Brian Mac Giolla Phádraig

Brian Mac Giolla Phádraig (c. 1580 – c. 1652), Irish poet and priest.

Background

Mac Giolla Phádraig was a member of the dynasty that ruled Ossory since at least the 9th century. Only a handful of his poems are still extant. A cry of despair against the Cromwellian conquest of Ireland, and its consequences for the world and class which he belonged to, his Faisean Chláir Éibhir bears a striking resemblance to the poetry of the great Dáibhí Ó Bruadair: "A trick of this false world has laid me low: servants in every home with grimy English but no regard for one of the poet class save "Out! and take your precious Gaelic with you!"[1]

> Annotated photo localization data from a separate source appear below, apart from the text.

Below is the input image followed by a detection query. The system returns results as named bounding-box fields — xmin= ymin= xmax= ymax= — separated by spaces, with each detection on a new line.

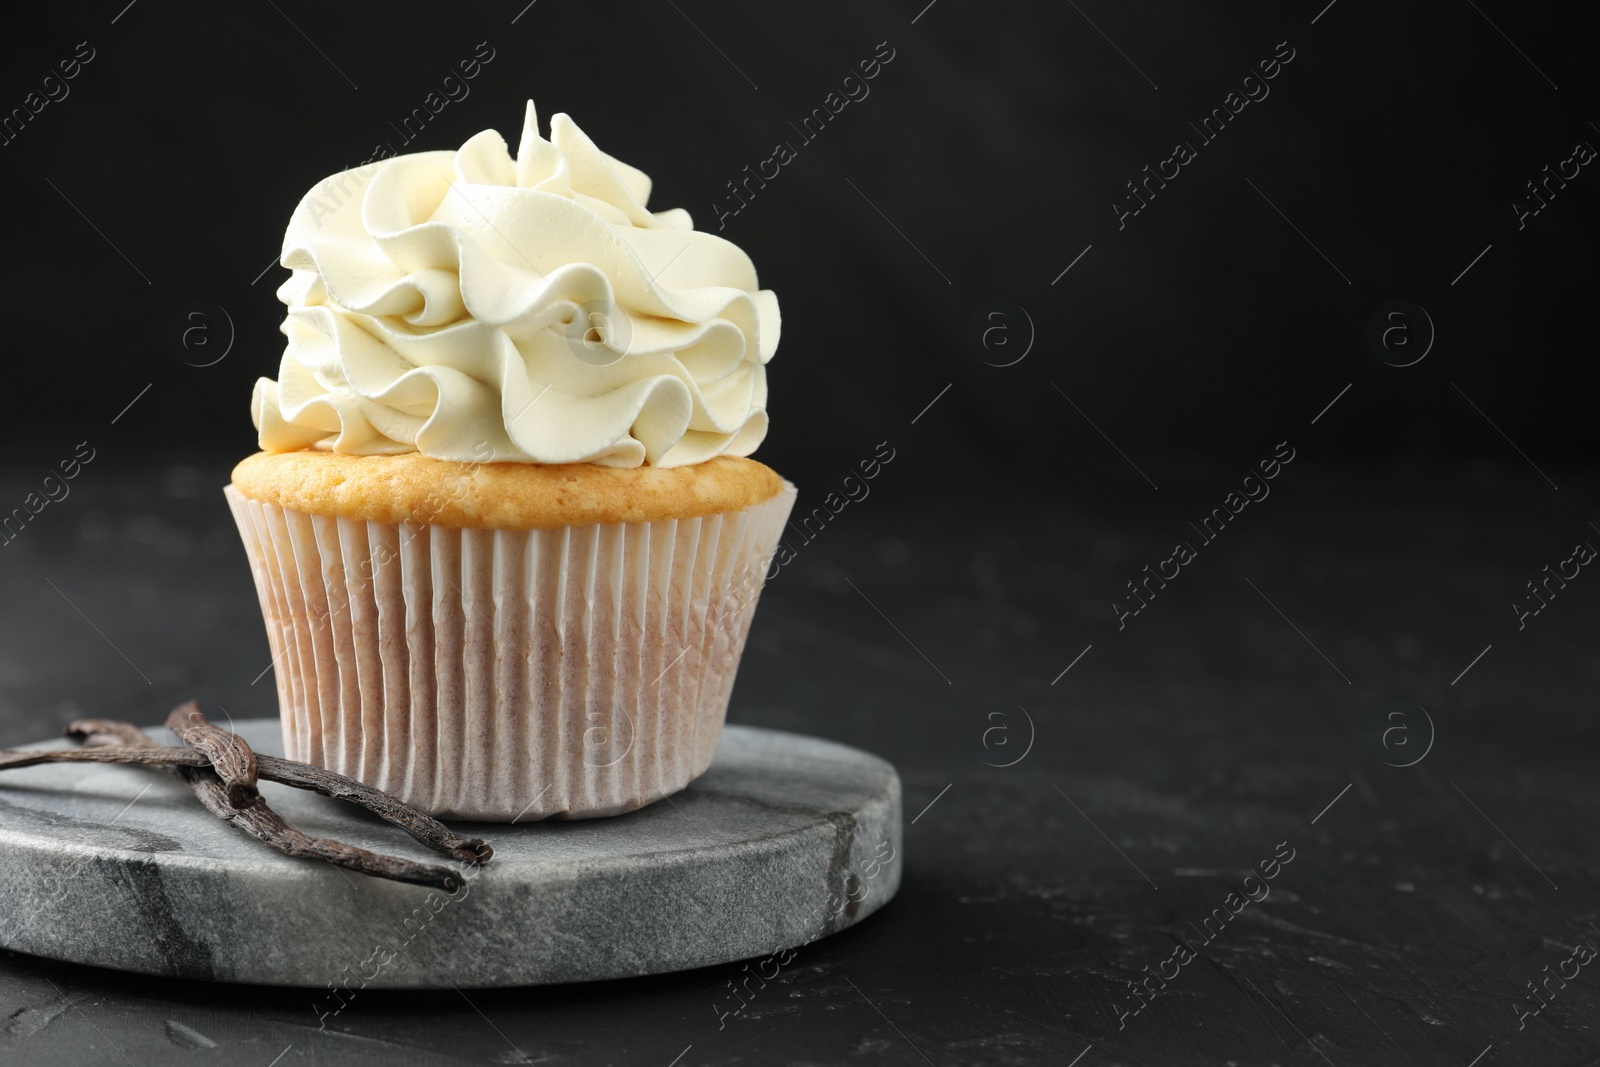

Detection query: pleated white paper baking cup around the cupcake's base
xmin=224 ymin=482 xmax=795 ymax=821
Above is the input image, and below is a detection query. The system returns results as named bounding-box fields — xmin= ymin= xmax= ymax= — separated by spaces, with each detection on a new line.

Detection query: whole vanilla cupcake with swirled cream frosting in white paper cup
xmin=224 ymin=102 xmax=795 ymax=821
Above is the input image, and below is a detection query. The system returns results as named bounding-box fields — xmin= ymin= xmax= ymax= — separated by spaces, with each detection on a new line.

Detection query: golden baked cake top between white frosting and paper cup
xmin=234 ymin=451 xmax=784 ymax=530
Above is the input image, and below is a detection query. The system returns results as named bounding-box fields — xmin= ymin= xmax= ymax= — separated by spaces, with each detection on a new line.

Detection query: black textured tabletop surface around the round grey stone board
xmin=0 ymin=438 xmax=1600 ymax=1067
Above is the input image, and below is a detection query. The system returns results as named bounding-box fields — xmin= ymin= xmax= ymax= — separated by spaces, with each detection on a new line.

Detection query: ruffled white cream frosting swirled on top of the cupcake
xmin=251 ymin=101 xmax=779 ymax=467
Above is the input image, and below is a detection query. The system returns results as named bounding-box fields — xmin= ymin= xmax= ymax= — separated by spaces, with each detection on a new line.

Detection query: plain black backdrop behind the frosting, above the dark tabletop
xmin=0 ymin=0 xmax=1600 ymax=488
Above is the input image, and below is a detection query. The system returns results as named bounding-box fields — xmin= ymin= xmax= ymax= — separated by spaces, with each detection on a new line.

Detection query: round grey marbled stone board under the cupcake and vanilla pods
xmin=0 ymin=720 xmax=904 ymax=991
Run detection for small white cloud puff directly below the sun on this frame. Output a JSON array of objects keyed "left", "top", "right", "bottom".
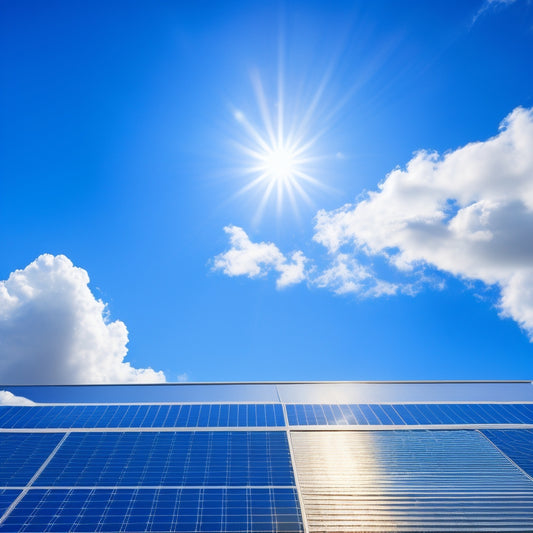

Mac Giolla Phádraig was ordained a priest in 1610. Around the year 1651 he was appointed vicar general and apostolic vicar of the diocese of Ossory. He was executed by Oliver Cromwell's forces shortly afterwards.[2] A memorial to him lies in the village square of Durrow.

Faisean Chláir Éibhir

The full title comes from its first line: Och mo chreachsa faisean chláir Éibhir. Mac Giolla Phádraig's most famous work deplored the anglicisation of ordinary poor Irish farm labourers, pejoratively known as churls, in the 1600s. He considered that formerly they were poorer and more respectful of his Church and Gaelic culture, but were now starting to adopt materialism and the English language. Extracts give a flavour:

‘… each beggarwoman’s son has curled locks, bright cuffs about his paw, and a golden ring like a prince of the blood of Cas.. each churl or his son is starched up around the chin, a scarf thrown around him and a garter on him, his tobacco-pipe in his gob.. his knuckles bedecked with bracelets.. a churl in each house that is owned by a speaker of horrible English and no-one paying any heed to a man of the poetic company, save for “Get out, and take your precious Gaelic with you”.'

Notes

  1. See another translation in Joep Leerssen’s Mere Irish and Fior-Gael (Cork UP, 1996)
  2. Seán Ó Tuama and Thomas Kinsella, An Duanaire 1600–1900: Poems of the Dispossessed, p. 89.